Jefferson County, Colorado School Board Controversy Turning Republicans into Democrats!

Dear Commons Community,

The Jefferson County School Board controversy is turning Republicans to vote Democratic in upcoming elections. The controversy began last November, when three conservative candidates for county school board swept into office, establishing a majority on the five-person board. The newly-elected board members hired their own attorney and proceeded to clash with teachers and parents over issues such as pay, charter schools and kindergarten expansion. The move that garnered the most national attention, however, was a proposal for a new Advanced Placement U.S. history curriculum that would de-emphasize civil disobedience and disorder while emphasizing patriotism, citizenship and “respect for authority.” To protest the proposal, thousands of students left their classrooms and held demonstrations in solidarity with their teachers, who called in sick. However, parents are now fed up with the three members of the Board. As reported in The Huffington Post:

“For the first time in my life, I will probably vote a straight Democratic ticket.”
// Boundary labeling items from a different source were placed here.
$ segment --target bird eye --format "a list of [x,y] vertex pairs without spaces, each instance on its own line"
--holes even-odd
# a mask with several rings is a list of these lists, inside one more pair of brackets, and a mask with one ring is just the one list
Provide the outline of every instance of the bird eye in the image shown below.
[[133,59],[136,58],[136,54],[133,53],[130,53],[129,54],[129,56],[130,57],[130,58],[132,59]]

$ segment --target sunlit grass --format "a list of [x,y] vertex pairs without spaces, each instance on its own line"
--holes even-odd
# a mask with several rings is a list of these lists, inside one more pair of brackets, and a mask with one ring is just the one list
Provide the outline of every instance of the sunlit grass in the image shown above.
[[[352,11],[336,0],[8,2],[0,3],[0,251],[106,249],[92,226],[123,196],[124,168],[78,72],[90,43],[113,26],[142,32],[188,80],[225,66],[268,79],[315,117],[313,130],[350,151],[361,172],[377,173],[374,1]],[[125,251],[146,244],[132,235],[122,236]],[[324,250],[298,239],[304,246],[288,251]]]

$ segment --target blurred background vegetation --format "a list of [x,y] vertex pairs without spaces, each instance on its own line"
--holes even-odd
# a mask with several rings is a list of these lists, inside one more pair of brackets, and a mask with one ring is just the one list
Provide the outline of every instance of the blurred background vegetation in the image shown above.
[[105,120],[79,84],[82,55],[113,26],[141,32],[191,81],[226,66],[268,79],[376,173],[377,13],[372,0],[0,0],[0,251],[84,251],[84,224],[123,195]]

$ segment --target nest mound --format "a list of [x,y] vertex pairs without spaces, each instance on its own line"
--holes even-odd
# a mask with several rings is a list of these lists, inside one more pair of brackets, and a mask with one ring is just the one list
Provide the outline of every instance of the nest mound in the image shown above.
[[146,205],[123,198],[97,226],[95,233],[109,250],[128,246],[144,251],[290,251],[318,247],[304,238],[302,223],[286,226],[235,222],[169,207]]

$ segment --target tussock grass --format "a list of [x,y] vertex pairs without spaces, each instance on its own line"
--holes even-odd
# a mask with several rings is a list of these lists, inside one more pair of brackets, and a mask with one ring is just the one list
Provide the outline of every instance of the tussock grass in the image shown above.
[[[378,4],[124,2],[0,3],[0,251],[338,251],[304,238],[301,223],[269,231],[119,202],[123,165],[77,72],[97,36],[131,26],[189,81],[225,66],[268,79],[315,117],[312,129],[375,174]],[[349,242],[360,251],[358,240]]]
That realization came as something of a surprise to non-practicing attorney Wendy McCord, who has always thought of herself as a Republican. The mother of two children in Jefferson County’s public school system, McCord told The Huffington Post that she has been politically transformed by the actions of the new conservative majority on the county school board, which presides over the state’s second-largest school district…

Here in Jefferson County, a bellwether battleground that is almost evenly split between Republicans, Democrats and independents, a local educational controversy is resonating with county voters who otherwise might not have been engaged in this year’s elections. Frustrated Republicans like McCord could be the deciding votes in Colorado’s gubernatorial race, in which Gov. John Hickenlooper (D) faces a strong challenge from former Rep. Bob Beauprez (R), as well as its Senate race, in which Democratic Sen. Mark Udall is in danger of being unseated by Republican challenger Rep. Cory Gardner.

“Seeing how the narrow-minded, very focused agenda of the three people who got elected to the school board and now can do pretty much whatever they want, it has made me much more attuned with what’s going on with many of the political races,” McCord said. “I consider myself generally conservative but to have people with such extreme views running the show has been really frightening.”

What is really frightening is that there are more than a few like-minded extremists who are running the Republican Party in the U.S. Congress in Washington, D.C.